E poi un’infinità di collaborazioni. È uno che ama il cambiamento?
L’organetto per me si esprime al meglio nel dialogo sonoro e nella multidisciplinarietà musicale… accompagnare un cantautore, animare un ballo, tenere un concerto d’ascolto, farsi anima di una festa tradizionale, o ancora creare un ambiente sonoro per la danza contemporanea o il teatro.. finora muovermi in questi ambiti mi ha dato e mi ha insegnato molto.
Come definirebbe la musica tradizionale?
La musica tradizionale è un falò che brucia e intorno al quale si rafforza un senso di comunità attraverso l’esercizio della memoria collettiva.
Perché in Italia – nonostante i riconoscimenti che lei stesso ha ricevuto da grandi istituzioni musicali quali RAI o MiTo- questo repertorio rimane così di nicchia?

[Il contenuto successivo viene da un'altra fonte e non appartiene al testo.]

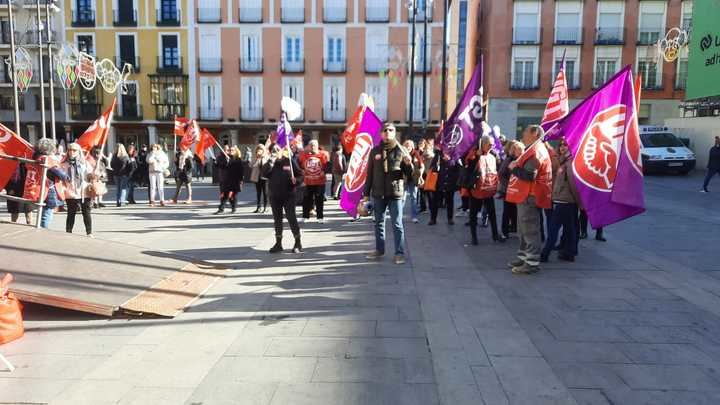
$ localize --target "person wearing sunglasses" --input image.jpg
[363,123,413,264]
[61,143,93,238]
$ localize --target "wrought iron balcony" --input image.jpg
[239,58,263,73]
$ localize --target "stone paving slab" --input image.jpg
[0,177,720,405]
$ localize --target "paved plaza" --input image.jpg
[0,174,720,405]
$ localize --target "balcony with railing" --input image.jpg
[510,71,540,90]
[281,58,305,73]
[238,6,262,23]
[323,58,347,73]
[280,7,305,23]
[555,27,582,45]
[113,104,143,121]
[113,9,137,27]
[157,56,183,74]
[595,27,625,45]
[155,9,182,27]
[155,104,185,121]
[198,58,222,73]
[323,106,347,123]
[323,2,347,23]
[115,55,140,73]
[513,27,540,45]
[68,101,102,121]
[72,9,95,27]
[240,106,265,122]
[197,7,222,23]
[365,2,390,23]
[198,107,223,121]
[365,58,388,73]
[637,27,662,45]
[239,58,263,73]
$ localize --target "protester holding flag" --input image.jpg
[540,139,580,262]
[363,123,413,264]
[506,125,552,274]
[250,143,268,214]
[173,149,193,204]
[497,141,525,239]
[403,139,425,224]
[468,135,505,245]
[110,143,132,207]
[60,143,93,238]
[298,139,330,223]
[86,145,109,208]
[215,145,244,214]
[428,150,463,225]
[147,144,170,207]
[263,145,303,253]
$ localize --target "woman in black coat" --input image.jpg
[215,145,245,214]
[428,150,463,225]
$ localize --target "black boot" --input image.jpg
[270,238,282,253]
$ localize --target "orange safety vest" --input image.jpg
[471,153,499,200]
[505,142,552,209]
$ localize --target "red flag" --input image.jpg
[77,98,117,153]
[180,120,200,150]
[0,124,33,190]
[195,128,217,164]
[540,55,570,131]
[174,116,188,136]
[340,106,367,154]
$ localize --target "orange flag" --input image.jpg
[195,128,217,164]
[77,98,117,153]
[0,124,33,190]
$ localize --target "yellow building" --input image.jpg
[64,0,192,148]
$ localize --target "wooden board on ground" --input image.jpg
[0,223,226,317]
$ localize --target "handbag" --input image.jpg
[423,170,439,191]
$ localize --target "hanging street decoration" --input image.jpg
[54,44,80,90]
[78,52,97,90]
[5,47,33,93]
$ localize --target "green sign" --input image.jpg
[685,0,720,100]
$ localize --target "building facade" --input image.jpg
[470,0,692,134]
[0,1,66,142]
[57,0,442,147]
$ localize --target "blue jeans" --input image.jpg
[403,184,420,219]
[542,203,578,257]
[372,197,405,255]
[115,176,130,204]
[40,207,54,229]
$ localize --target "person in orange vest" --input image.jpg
[505,125,552,274]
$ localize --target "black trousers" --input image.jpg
[303,184,325,219]
[578,210,603,238]
[502,201,517,236]
[430,191,455,221]
[255,179,267,208]
[470,197,499,243]
[270,194,300,239]
[65,198,92,235]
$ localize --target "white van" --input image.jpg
[640,125,695,174]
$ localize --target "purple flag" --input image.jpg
[557,66,645,228]
[340,108,382,217]
[277,111,293,148]
[440,56,483,161]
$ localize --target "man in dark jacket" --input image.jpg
[263,146,303,253]
[363,123,413,264]
[702,136,720,193]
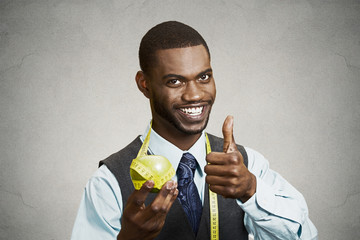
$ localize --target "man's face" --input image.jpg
[148,45,216,135]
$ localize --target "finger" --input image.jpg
[128,180,154,208]
[166,188,179,212]
[209,185,236,197]
[143,181,177,221]
[206,152,229,165]
[204,164,239,177]
[222,115,236,153]
[164,183,179,213]
[205,175,239,186]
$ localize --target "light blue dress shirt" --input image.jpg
[71,126,317,240]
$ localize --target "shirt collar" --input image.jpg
[140,124,207,176]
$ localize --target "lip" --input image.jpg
[176,104,209,122]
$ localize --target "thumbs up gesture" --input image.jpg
[205,116,256,203]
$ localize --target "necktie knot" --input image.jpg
[176,153,202,235]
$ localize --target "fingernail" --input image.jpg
[166,181,174,190]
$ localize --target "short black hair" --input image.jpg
[139,21,210,73]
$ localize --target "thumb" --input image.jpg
[222,116,236,153]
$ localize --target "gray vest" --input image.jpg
[99,134,248,240]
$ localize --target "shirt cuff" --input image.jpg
[236,177,276,221]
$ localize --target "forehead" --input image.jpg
[153,45,210,77]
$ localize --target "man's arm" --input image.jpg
[205,117,317,239]
[71,165,178,240]
[237,148,317,239]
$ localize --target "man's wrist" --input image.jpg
[239,172,256,203]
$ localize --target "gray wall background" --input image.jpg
[0,0,360,240]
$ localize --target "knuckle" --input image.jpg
[230,178,239,186]
[151,204,160,213]
[229,168,239,177]
[160,205,167,214]
[228,154,239,165]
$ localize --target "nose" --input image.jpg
[182,81,204,102]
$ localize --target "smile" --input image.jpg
[180,106,204,116]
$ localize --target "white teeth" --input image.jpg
[180,107,204,116]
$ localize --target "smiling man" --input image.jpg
[72,21,317,240]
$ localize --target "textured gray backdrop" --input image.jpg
[0,0,360,240]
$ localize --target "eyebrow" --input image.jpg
[162,68,212,79]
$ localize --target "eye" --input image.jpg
[199,73,211,82]
[167,79,181,87]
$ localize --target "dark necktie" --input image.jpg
[176,153,202,235]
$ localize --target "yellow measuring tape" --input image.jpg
[130,124,219,240]
[205,133,219,240]
[130,124,175,192]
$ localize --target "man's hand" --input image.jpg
[117,181,179,240]
[205,116,256,203]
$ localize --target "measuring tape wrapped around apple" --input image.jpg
[130,124,219,240]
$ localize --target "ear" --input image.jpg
[135,71,150,98]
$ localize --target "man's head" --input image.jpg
[139,21,210,74]
[136,22,216,144]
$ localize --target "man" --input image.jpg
[72,21,317,240]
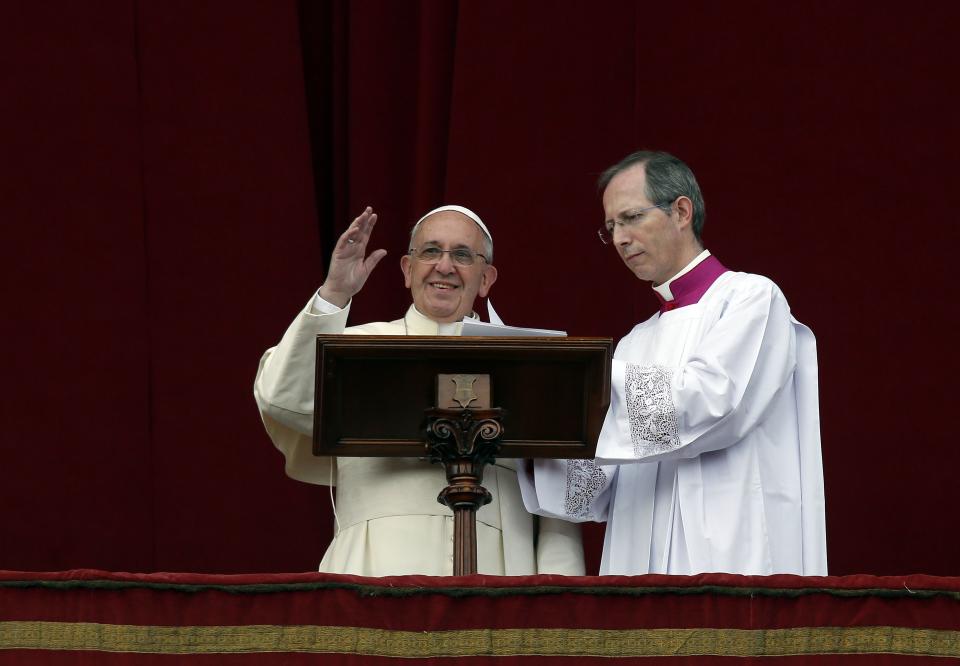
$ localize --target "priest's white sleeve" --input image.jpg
[517,460,616,523]
[597,276,798,463]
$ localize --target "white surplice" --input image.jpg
[521,261,827,575]
[254,299,584,576]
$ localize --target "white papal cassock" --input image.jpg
[520,252,827,575]
[254,296,583,576]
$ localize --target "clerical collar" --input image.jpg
[653,250,727,314]
[410,305,480,335]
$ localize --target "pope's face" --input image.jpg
[603,164,689,285]
[400,211,497,323]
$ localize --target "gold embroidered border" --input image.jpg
[0,622,960,658]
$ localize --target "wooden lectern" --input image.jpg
[313,335,613,575]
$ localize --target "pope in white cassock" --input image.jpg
[520,151,827,575]
[254,206,583,576]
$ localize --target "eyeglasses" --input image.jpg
[407,245,487,266]
[597,201,673,245]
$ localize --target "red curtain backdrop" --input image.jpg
[0,0,960,575]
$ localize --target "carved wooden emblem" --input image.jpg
[437,374,490,409]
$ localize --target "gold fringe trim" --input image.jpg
[0,622,960,658]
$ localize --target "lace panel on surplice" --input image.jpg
[563,460,607,518]
[626,363,680,458]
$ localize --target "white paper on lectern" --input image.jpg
[460,319,567,338]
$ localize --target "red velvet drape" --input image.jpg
[0,0,960,574]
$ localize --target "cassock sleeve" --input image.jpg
[517,460,616,523]
[597,278,797,463]
[253,299,349,485]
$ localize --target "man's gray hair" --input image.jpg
[597,150,707,241]
[407,205,493,265]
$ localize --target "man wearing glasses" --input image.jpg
[254,206,583,576]
[521,151,827,575]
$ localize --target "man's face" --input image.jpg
[603,164,690,285]
[400,211,497,323]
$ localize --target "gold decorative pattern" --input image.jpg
[0,622,960,658]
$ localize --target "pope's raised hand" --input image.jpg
[319,206,387,308]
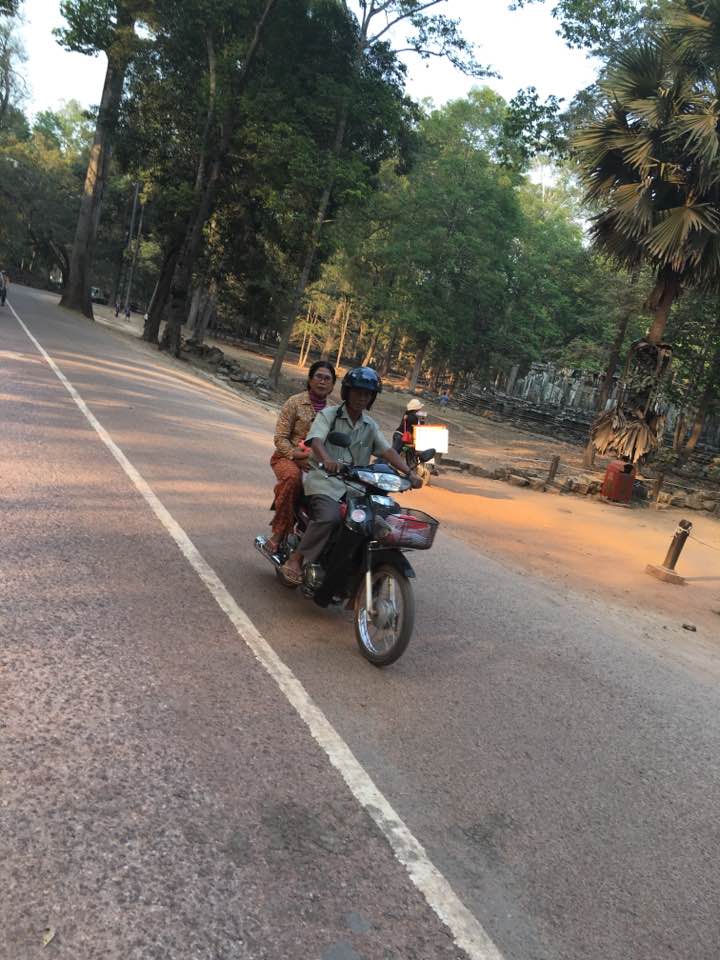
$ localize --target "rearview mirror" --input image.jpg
[325,430,350,448]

Il più grosso limite è rappresentato dalla “popolarità” (in senso di mercato) e dal mainstream anche nell’ambito delle musiche tradizionali. Una espressione del mainstream “local” è a esempio rappresentato da scelte politiche che fanno sì che la maggior parte delle piazze del sud Italia sia animato solo da musica del sud Italia (pizzica, tarantella). Credo che se nel nostro paese i contesti in cui incontrassimo organetti, pifferi e zampogne sui palchi fossero meno legati all’identità e più ispirati da una universalità e a un pluralismo culturale, i benefici nell’arco di alcuni decenni inizieremmo a percepirli.
Ascoltandola ciò che colpisce è la capacità di cogliere l’inaspettato in questa musica, la raffinatezza così illuminante dell’interpretazione accanto al grande rispetto verso questo repertorio. Quasi come ciò che Glenn Gould fece con Bach…
Fatico a sentirmi minimamente degno di cotanto paragone e al contempo mi lusinga che questo apprezzamento provenga da una brava musicista come lei. Sicuramente la semiotica della musica tradizionale, dove la differenza la fa un piccolo accento, un abbellimento strozzato (a volte solo lasciato all’immaginazione di chi ascolta), è un campo che continua a interessarmi e a essere mio oggetto di indagine, utilissimo colore della mia tavolozza.
Una caratteristica che vorrebbe rubare a un altro musicista?
Non sono un suonatore di tradizione (a Genova non c’è una tradizione di organetto) ma un interprete dello strumento. Mi affascina molto l’idea di essere un suonatore che incarna una espressione musicale tradizionale e al contempo è motore aggregativo e propulsivo sonoro di una comunità. Come Totore Chessa a Irgoli (NU).
Ha un progetto in cantiere?
In questo momento lavoro su un dialogo sonoro a distanza tra Italia e Finlandia insieme a Emilia Lajunen, violinista finlandese. Vogliamo creare un ponte sonoro immaginario tra le nostre tradizioni.
Birra o vino?
Un buon grignolino sta bene anche sul pesce!
Davvero in quarantena ha imparato a suonare l’organetto su corda elastica?
Considerando che il video che hai visto era il mio secondo tentativo di organetto su corda elastica, vale la pena perseverare con altre polke funamboliche.
Come prevede sarà il ritorno alla musica dal vivo?
Dopo mesi di lockdown e di bulimia da connessione internet c’è bisogno che la musica torni a rappresentare primariamente una occasione di incontro e un veicolo per rinsaldare un senso di comunità dalle più remote frazioni ai grandi comuni. Mi interessa quindi che la musica possa nuovamente rappresentare una aggregazione sociale e vivere dal basso, intorno al fuoco, in una strada. Quando ci sarà questo, quando la musica, liberamente e senza costrizioni, tornerà a rivestire una funzione sociale e aggregativa, potremo preoccuparci di tornare alla “normalità” dei concerti organizzati.